Fish Food Noses and Magic Eels



My face has begun to peel, specifically my nose. I wish I had preserved some of the little yellow-brown flakes that I pulled off of it, so I could show them to you, but they were flushed down the bathroom sink once I turned on the faucet - floating on top of the water like fish food. I now have the stylish nose of a leper.

Speaking of peeling skin and leprosy, I was accosted by a drug addled homeless man yesterday on the corner of 8th and Mission. I was standing there, minding my business, waiting for friends, peaceably leaning against a wall, when he seemed to emerge as though out from a sewer. His clothes were black, extra black actually, from the filth he'd garnered while gutter groveling. I could tell this was no ordinary homeless person; he was a wizard. When I saw him he was facing away from me, but once my eyes had drifted toward him he abruptly spun around, causing me to wonder whether he'd been facing me the entire time - I'm not even certain I saw his body rotate through space or time. His eyes, situated deep inside recessed sockets, stared at me sharply while his prognathic jaw seemed to slide in and out like a cash-register. Thin muscular arms twitched about his torso like twin tornadoes; his hands hopped from his hip to his head and back again, until his left arm settled in position across the bottom of his ribcage as a resting place for the perched elbow of his right arm. The blackened fingers of his right hand pressed and tapped the tangled facial hair of his jawline like piano keys.

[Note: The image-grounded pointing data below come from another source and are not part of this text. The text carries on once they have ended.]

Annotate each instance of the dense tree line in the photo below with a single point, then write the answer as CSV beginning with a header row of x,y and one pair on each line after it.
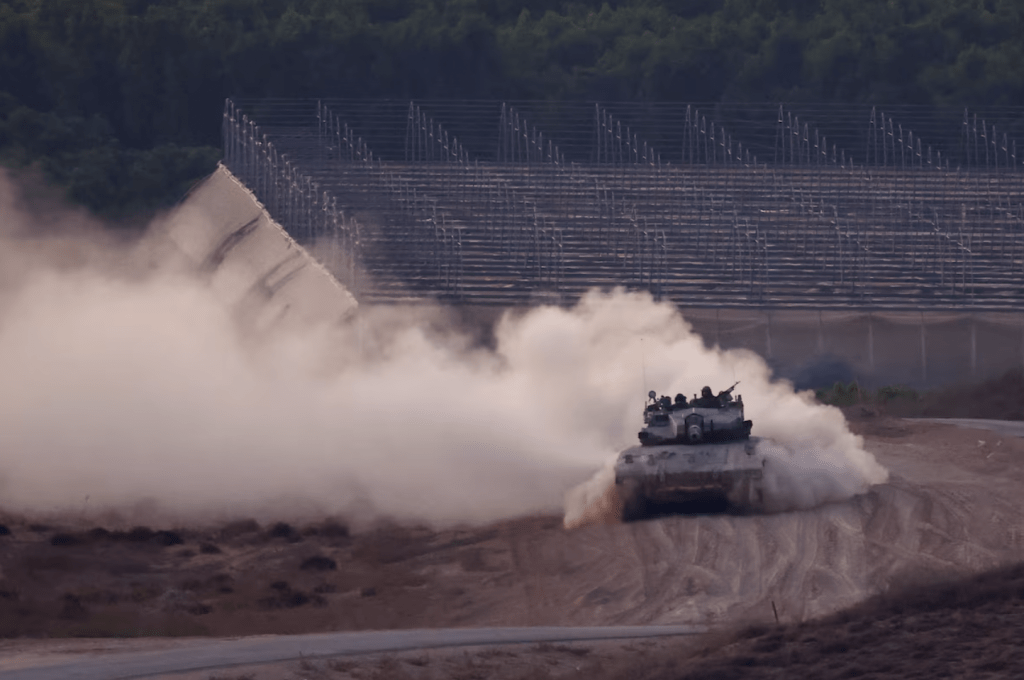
x,y
120,99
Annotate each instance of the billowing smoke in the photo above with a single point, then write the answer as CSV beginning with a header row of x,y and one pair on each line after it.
x,y
129,388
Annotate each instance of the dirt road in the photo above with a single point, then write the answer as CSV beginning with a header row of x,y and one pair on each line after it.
x,y
952,506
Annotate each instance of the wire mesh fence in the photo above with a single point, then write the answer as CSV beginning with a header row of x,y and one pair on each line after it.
x,y
776,206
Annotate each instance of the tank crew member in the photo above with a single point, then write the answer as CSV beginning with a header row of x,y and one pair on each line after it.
x,y
708,399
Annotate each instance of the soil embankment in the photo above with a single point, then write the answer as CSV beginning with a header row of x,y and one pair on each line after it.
x,y
950,508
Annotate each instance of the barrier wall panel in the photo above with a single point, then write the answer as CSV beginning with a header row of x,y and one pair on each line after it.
x,y
948,349
999,343
897,349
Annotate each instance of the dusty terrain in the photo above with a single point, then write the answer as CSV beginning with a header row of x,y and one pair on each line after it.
x,y
951,508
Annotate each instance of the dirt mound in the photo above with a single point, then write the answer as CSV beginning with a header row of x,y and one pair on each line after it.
x,y
997,398
951,507
961,629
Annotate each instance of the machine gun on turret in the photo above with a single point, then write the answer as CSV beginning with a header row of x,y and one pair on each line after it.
x,y
725,396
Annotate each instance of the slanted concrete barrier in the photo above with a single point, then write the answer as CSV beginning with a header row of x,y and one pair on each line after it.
x,y
252,263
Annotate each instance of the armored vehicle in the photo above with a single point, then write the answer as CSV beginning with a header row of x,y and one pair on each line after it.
x,y
697,454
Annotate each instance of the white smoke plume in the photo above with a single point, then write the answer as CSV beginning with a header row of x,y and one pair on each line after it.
x,y
128,387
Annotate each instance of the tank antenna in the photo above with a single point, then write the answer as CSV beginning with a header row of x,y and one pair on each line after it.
x,y
643,369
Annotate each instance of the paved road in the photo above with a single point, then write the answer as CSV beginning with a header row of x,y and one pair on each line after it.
x,y
204,654
1005,427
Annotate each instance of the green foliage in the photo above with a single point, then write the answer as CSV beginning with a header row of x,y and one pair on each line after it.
x,y
841,395
896,393
115,97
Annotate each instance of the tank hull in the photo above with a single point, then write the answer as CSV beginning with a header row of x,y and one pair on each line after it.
x,y
713,475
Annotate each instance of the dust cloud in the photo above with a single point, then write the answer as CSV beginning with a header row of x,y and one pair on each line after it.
x,y
129,393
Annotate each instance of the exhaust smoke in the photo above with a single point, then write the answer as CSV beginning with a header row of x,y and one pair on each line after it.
x,y
129,389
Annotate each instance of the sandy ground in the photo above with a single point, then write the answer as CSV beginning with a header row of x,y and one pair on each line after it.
x,y
951,507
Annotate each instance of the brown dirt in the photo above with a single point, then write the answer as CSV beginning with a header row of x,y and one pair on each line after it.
x,y
997,398
952,508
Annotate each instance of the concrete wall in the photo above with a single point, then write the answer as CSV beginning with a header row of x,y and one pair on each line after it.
x,y
920,349
252,263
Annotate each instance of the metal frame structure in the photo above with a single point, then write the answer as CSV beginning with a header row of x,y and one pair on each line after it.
x,y
725,206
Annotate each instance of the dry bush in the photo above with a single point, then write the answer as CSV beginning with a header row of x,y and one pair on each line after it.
x,y
65,540
140,535
284,530
239,527
318,563
168,539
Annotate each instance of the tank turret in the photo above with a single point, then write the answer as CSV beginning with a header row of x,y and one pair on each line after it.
x,y
691,452
704,419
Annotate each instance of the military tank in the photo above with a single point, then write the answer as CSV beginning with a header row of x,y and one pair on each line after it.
x,y
697,454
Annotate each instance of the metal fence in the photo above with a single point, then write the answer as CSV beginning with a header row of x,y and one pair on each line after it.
x,y
724,206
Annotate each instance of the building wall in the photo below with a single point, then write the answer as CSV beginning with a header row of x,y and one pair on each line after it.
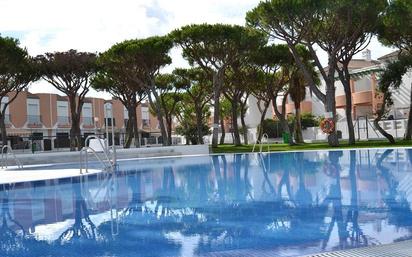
x,y
50,124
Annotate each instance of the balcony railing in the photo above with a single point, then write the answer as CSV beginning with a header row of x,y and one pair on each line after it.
x,y
7,119
34,119
109,122
146,123
63,120
88,121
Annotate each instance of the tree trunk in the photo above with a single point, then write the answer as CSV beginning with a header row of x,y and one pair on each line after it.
x,y
262,119
129,132
408,133
235,126
298,125
3,129
243,110
345,79
282,116
75,133
244,127
135,126
378,118
330,106
217,85
223,135
199,125
169,130
159,113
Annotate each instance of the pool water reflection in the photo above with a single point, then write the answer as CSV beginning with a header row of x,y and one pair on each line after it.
x,y
285,204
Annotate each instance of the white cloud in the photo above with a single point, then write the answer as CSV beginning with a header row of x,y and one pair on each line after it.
x,y
95,25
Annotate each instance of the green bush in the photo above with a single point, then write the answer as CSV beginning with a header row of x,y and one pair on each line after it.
x,y
274,129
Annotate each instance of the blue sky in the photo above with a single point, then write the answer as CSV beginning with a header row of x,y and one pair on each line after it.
x,y
94,25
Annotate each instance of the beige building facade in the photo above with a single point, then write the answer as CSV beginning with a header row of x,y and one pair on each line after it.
x,y
45,118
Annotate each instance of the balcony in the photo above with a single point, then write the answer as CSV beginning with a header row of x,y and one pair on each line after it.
x,y
88,121
109,122
305,106
340,101
7,119
34,120
63,120
146,123
362,98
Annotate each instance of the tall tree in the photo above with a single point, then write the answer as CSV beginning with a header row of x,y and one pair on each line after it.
x,y
198,88
213,48
357,25
70,72
263,97
395,30
274,62
225,114
16,72
391,79
297,90
109,80
234,90
146,58
167,88
187,116
311,23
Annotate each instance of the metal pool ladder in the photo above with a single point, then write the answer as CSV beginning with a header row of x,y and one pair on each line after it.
x,y
109,161
263,141
4,158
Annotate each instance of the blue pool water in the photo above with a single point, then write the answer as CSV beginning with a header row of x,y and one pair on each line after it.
x,y
279,204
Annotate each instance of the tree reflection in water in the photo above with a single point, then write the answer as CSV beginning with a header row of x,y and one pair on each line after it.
x,y
79,230
12,239
231,204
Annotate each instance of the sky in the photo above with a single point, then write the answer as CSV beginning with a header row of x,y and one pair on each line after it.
x,y
95,25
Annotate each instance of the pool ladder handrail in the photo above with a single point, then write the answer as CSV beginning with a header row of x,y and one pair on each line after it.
x,y
261,142
86,149
4,157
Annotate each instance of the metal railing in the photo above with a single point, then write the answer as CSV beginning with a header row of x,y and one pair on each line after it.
x,y
4,158
34,119
263,141
108,163
63,120
88,121
111,161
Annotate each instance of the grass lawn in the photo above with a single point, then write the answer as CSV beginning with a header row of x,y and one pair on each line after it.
x,y
307,146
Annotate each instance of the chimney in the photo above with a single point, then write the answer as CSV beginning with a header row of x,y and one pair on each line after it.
x,y
366,55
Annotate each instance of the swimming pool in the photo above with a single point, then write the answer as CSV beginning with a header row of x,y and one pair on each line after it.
x,y
279,204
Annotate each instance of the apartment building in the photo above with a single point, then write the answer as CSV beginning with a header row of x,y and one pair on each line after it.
x,y
365,99
45,118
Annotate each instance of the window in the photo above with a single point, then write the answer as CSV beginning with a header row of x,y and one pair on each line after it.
x,y
63,112
5,100
126,116
145,116
108,114
33,111
87,113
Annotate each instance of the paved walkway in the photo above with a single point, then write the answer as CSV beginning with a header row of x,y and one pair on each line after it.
x,y
15,176
400,249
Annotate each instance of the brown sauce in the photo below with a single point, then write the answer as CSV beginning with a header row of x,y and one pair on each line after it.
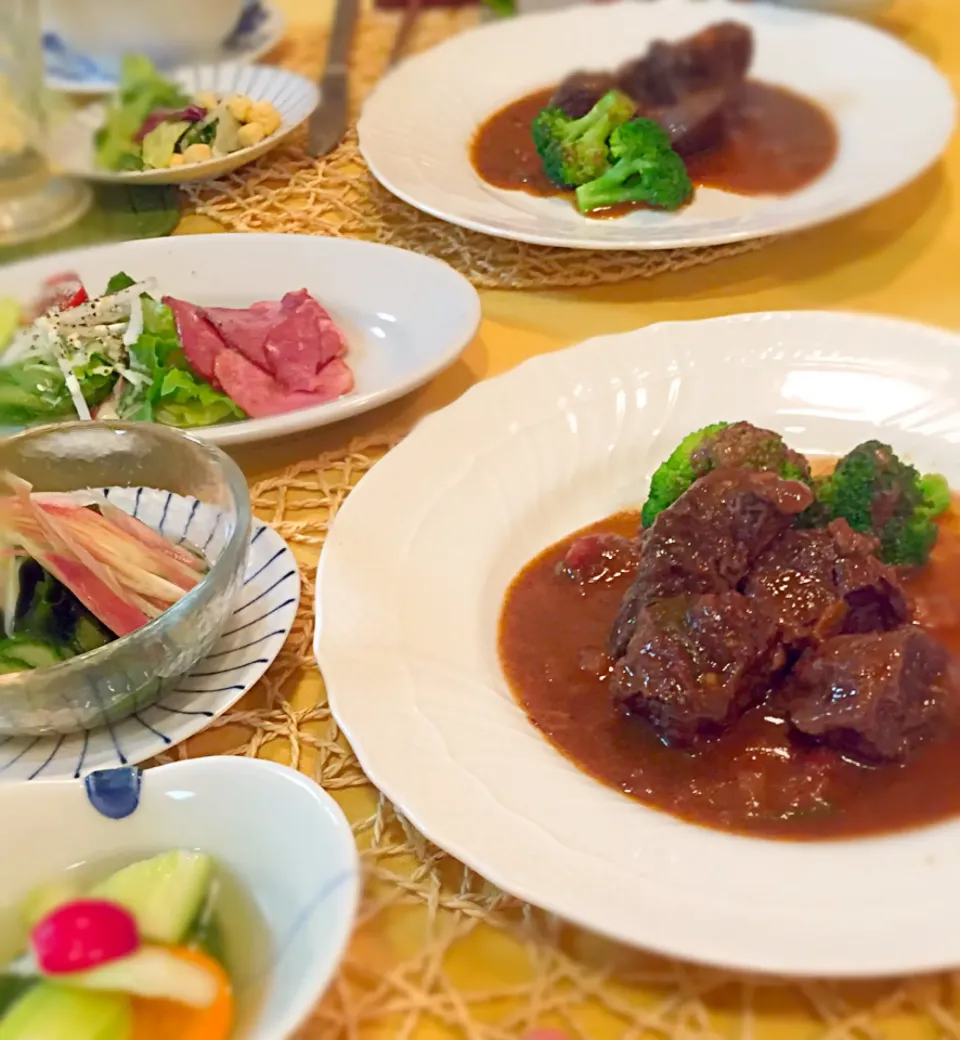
x,y
755,779
777,143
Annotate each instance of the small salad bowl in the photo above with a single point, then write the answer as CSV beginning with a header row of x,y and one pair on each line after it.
x,y
185,491
282,882
72,146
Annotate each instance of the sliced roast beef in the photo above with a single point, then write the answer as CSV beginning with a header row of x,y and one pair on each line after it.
x,y
244,329
259,394
695,664
707,541
826,582
201,342
301,342
874,696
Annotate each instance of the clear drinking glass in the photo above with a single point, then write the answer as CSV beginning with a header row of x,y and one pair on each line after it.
x,y
33,201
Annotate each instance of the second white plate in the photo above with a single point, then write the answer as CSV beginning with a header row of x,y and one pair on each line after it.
x,y
893,109
292,96
406,316
409,594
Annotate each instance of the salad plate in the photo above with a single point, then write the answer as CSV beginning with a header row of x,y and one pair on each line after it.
x,y
255,633
291,99
260,28
862,79
516,464
375,322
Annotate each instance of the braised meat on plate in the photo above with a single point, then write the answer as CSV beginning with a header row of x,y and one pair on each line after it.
x,y
761,654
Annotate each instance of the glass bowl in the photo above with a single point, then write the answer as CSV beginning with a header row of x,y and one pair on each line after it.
x,y
131,673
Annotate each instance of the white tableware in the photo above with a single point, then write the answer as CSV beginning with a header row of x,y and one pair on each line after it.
x,y
169,31
259,28
406,316
412,579
72,149
280,836
262,619
894,112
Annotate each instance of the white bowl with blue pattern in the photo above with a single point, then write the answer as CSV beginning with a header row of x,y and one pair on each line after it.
x,y
279,835
69,68
145,693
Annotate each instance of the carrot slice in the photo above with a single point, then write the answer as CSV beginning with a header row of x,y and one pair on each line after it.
x,y
169,1020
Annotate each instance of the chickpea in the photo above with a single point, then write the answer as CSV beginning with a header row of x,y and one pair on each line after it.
x,y
198,153
264,113
251,134
239,107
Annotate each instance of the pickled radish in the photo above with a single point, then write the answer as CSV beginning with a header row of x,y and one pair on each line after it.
x,y
82,935
170,1020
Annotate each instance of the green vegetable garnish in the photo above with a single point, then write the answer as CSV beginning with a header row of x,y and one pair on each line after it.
x,y
878,493
141,91
575,151
174,395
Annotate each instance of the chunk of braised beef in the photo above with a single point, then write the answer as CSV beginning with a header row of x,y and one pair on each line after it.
x,y
876,697
708,539
579,92
695,664
718,56
745,444
826,582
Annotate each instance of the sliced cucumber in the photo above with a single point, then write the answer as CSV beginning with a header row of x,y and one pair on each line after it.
x,y
164,893
87,637
154,972
36,653
49,1012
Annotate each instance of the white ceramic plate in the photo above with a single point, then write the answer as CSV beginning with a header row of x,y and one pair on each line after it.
x,y
264,613
294,98
873,85
406,316
412,579
282,837
260,28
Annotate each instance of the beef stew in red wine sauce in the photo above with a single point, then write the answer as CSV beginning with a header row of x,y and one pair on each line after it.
x,y
734,133
567,611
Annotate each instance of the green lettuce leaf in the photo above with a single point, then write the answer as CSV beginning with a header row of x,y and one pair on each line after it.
x,y
34,390
175,394
119,282
141,91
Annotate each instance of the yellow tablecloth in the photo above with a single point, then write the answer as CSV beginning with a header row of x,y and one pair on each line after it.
x,y
901,257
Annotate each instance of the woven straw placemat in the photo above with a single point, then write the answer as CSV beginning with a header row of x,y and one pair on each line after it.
x,y
440,953
289,191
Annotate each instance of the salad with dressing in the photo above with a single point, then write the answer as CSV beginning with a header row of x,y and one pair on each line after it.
x,y
128,355
153,124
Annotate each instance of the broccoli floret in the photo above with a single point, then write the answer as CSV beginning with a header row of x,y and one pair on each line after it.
x,y
645,169
877,493
722,445
575,151
676,474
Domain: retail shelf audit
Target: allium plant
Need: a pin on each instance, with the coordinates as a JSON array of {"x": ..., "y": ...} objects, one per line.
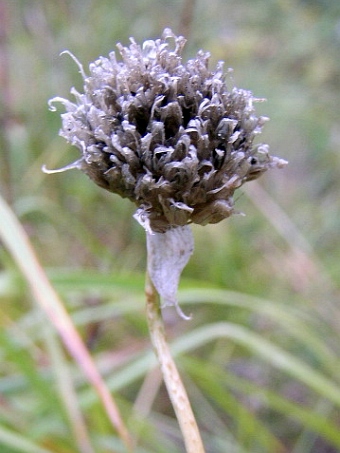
[{"x": 172, "y": 138}]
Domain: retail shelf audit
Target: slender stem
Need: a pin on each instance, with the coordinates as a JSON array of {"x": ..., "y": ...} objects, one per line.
[{"x": 172, "y": 379}]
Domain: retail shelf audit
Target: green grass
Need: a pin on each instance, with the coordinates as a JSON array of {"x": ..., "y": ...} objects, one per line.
[{"x": 261, "y": 355}]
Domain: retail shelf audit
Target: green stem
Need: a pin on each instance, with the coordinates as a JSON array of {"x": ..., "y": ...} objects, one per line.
[{"x": 172, "y": 379}]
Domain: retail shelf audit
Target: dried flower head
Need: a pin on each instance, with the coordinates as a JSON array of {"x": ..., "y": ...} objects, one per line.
[{"x": 169, "y": 136}]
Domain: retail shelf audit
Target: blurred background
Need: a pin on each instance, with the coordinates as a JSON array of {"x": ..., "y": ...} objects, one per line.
[{"x": 274, "y": 272}]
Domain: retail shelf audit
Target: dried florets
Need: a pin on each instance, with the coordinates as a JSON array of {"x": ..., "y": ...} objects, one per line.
[{"x": 169, "y": 136}]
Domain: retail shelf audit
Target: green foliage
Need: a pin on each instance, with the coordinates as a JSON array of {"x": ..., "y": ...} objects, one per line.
[{"x": 261, "y": 355}]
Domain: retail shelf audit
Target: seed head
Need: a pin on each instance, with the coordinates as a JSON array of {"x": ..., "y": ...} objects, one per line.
[{"x": 168, "y": 135}]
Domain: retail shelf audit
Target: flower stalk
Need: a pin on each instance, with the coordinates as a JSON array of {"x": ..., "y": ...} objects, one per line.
[{"x": 171, "y": 376}]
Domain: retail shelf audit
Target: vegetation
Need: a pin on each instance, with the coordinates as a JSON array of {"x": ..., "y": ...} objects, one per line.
[{"x": 261, "y": 355}]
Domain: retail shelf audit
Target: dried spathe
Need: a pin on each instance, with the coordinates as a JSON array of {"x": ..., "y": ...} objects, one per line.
[{"x": 168, "y": 135}]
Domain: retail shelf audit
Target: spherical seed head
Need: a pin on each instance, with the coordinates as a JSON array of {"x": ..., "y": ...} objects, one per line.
[{"x": 169, "y": 136}]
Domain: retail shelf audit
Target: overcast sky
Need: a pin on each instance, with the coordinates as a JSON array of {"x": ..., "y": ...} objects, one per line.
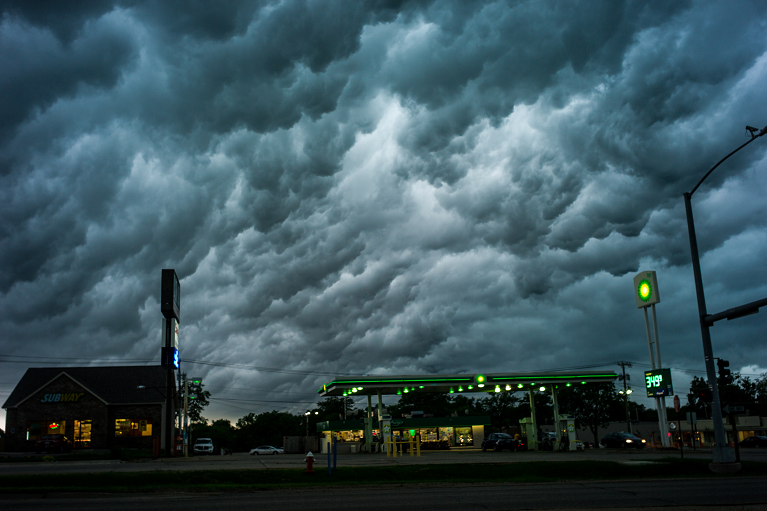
[{"x": 377, "y": 187}]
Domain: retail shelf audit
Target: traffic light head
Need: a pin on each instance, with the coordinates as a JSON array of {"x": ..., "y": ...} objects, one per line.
[{"x": 724, "y": 373}]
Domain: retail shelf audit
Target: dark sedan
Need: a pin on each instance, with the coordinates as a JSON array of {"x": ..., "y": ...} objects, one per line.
[
  {"x": 501, "y": 441},
  {"x": 754, "y": 441},
  {"x": 53, "y": 443},
  {"x": 624, "y": 440}
]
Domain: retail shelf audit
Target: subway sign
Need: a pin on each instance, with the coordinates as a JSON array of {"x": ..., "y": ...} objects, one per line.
[
  {"x": 72, "y": 397},
  {"x": 658, "y": 383}
]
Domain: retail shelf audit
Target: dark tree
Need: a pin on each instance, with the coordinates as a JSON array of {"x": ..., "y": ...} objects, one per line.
[
  {"x": 198, "y": 400},
  {"x": 220, "y": 431},
  {"x": 592, "y": 405},
  {"x": 268, "y": 428}
]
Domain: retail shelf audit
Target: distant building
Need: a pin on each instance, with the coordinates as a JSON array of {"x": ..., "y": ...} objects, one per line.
[{"x": 95, "y": 407}]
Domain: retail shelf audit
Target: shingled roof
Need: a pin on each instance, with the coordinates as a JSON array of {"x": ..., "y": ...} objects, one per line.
[{"x": 114, "y": 385}]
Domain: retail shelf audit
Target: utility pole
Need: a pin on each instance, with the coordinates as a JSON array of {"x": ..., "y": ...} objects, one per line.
[
  {"x": 626, "y": 391},
  {"x": 724, "y": 460}
]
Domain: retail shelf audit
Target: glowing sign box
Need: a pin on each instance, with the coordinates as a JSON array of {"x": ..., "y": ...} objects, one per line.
[{"x": 658, "y": 383}]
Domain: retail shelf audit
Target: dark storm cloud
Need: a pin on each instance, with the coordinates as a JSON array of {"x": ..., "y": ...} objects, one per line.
[{"x": 360, "y": 187}]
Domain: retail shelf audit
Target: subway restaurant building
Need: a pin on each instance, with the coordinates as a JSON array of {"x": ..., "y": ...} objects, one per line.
[{"x": 94, "y": 407}]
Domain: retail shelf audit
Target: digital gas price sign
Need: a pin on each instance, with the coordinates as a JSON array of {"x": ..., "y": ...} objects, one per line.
[{"x": 658, "y": 383}]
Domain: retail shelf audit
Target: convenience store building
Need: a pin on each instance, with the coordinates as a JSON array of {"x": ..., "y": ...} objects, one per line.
[{"x": 94, "y": 407}]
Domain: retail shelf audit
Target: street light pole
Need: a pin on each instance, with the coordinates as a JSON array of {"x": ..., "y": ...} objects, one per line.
[{"x": 722, "y": 452}]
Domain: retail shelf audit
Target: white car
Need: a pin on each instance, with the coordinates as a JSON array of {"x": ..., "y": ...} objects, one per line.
[
  {"x": 266, "y": 449},
  {"x": 203, "y": 446}
]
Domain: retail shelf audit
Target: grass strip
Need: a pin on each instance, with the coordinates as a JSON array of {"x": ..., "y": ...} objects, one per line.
[{"x": 252, "y": 480}]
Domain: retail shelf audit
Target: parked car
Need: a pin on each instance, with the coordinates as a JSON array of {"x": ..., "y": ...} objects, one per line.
[
  {"x": 53, "y": 443},
  {"x": 266, "y": 449},
  {"x": 623, "y": 440},
  {"x": 203, "y": 446},
  {"x": 501, "y": 441},
  {"x": 754, "y": 441}
]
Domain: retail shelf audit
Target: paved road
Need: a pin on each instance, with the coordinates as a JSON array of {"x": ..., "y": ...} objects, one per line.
[
  {"x": 745, "y": 493},
  {"x": 244, "y": 461}
]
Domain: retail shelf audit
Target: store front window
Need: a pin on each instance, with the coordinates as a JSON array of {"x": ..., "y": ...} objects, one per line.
[
  {"x": 447, "y": 435},
  {"x": 55, "y": 427},
  {"x": 133, "y": 427},
  {"x": 463, "y": 437},
  {"x": 83, "y": 434},
  {"x": 34, "y": 430}
]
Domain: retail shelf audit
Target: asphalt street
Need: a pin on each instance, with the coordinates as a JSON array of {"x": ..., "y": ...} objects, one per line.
[
  {"x": 740, "y": 493},
  {"x": 241, "y": 461}
]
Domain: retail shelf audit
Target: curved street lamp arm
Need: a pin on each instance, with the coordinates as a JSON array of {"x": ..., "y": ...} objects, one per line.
[{"x": 753, "y": 137}]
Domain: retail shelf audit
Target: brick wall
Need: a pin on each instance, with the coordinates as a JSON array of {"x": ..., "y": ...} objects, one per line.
[{"x": 66, "y": 411}]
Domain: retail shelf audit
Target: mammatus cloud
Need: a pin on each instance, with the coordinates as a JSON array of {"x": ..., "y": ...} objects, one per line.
[{"x": 380, "y": 187}]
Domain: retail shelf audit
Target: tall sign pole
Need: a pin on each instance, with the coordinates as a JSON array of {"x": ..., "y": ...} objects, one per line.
[
  {"x": 724, "y": 460},
  {"x": 170, "y": 303},
  {"x": 647, "y": 295},
  {"x": 722, "y": 451}
]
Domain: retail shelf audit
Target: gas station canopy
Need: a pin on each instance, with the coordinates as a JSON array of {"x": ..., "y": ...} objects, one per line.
[{"x": 458, "y": 383}]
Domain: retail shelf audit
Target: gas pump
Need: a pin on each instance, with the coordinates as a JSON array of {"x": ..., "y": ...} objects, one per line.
[
  {"x": 529, "y": 431},
  {"x": 567, "y": 428},
  {"x": 385, "y": 425}
]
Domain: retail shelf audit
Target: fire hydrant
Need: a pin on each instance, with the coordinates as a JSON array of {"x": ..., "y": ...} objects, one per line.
[{"x": 309, "y": 464}]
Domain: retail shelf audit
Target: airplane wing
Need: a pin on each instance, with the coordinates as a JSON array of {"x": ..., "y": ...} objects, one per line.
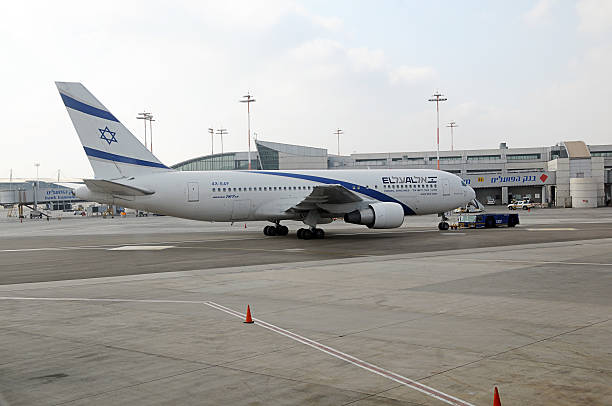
[
  {"x": 331, "y": 198},
  {"x": 114, "y": 188}
]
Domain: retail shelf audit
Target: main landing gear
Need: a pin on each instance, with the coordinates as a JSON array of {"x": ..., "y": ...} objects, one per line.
[
  {"x": 443, "y": 225},
  {"x": 271, "y": 231},
  {"x": 307, "y": 234}
]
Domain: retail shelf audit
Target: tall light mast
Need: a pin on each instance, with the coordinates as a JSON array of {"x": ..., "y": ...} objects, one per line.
[
  {"x": 452, "y": 125},
  {"x": 248, "y": 99},
  {"x": 221, "y": 132},
  {"x": 338, "y": 132},
  {"x": 212, "y": 141},
  {"x": 438, "y": 97},
  {"x": 144, "y": 116}
]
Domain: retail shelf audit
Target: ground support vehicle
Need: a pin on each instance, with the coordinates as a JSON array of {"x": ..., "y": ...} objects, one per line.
[{"x": 487, "y": 220}]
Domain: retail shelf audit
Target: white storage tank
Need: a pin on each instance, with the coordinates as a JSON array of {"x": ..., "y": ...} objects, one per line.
[{"x": 584, "y": 192}]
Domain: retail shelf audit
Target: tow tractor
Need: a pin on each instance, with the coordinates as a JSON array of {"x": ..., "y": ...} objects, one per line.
[{"x": 487, "y": 220}]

I had made the mistake of holding his gaze for too long, to convey my fearlessness. This, of course, signified an invitation and he slithered toward me with the whiplash motion of an eel. He stood to face me without saying anything, so I broke the silence by saying "Sup." He didn't reply. Instead he pulled his shirt up to his chest, revealing a sea of sores and puss-filled blisters, necrotic lesions and putrefying tissue. It was something you'd see in textbooks and drug-prevention videos in high school. He looked at me quizzically, his lips moving like two entwined caterpillars, trying soundlessly to formulate a sentence.

Look at this, he said, rubbing flakes of skin off of his body, what am I going to do? I'm not sure, I said, maybe a moisturizer? I need some too, I continued while pointing to the peeling sunburned skin all over my face.

In a moment of rare honesty, his exterior seemed to soften and dissolve and, as I saw the shine of humanity welling up in his eyes, he said, I didn't think this would ever happen to me.

It was crushing.

I was speechless. A paltry apology bungee-jumped from my tongue and I felt the rope snap. Help me, please. I can't, I told him; I didn't have any money on me. I saw his hope transform into an orange butterfly and flutter away; his parted lips became a torn open chrysalis the color of dead leaves; a ripped up, old, birthday card envelope.

I watched him blow away down the street.